Assess cervix for; effacement, dilatation, consistency.

Membranes;
When membranes are intact, they can be felt through the dilating os; they feel tenser on contraction. When the fore waters are shallow, it is not easy to feel membranes.
If the presenting part does not fit well in or at the cervix, some of the fluid from the hind waters escapes into the fore waters causing the membranes to bulge or protrude through the cervix and are liable to rapture early.

Level or station of presenting part;
The presenting part is that part of the fetus that lies over the internal os during labour.
In order to assess the descent of the fetus in labour, the level of presenting part is assessed or estimated in relation to maternal ischial spines.

Position;
On feeling the features of the presenting part, the position of the fetus can be detected. The vertex is the normal presentation and the midwife must be familiar with it. Commonly the first feature to be felt even in early labour is the sagittal suture. The sagittal suture should be followed with a finger until a fontanel is reached.
If the head is well flexed, the posterior fontanel will be felt. This can be judged by feeling the amount of overlapping of the skull bones and can give additional information on position.
The parietal bones override the occipital bone to reduce the distance of the presenting diameter.
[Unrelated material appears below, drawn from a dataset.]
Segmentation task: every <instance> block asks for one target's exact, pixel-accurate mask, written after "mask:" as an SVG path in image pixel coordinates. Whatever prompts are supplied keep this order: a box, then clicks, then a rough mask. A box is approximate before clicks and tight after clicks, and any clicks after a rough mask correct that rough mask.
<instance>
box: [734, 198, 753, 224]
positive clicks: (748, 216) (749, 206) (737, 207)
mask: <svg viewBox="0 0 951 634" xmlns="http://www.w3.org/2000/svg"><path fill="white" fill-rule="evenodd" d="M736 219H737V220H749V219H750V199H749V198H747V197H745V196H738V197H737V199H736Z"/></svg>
Pelvic capacity (pelvic assessment);
Although the pelvis was assessed during ANC period, the midwife should take opportunity to assure herself of its adequacy as she completes vaginal examination.
At completion of examination, withdraw fingers from the vagina and note any blood or amniotic fluid, cleans up the mother and removes gloves.
Record all findings of what was observed on admission on a partograph and observation chart.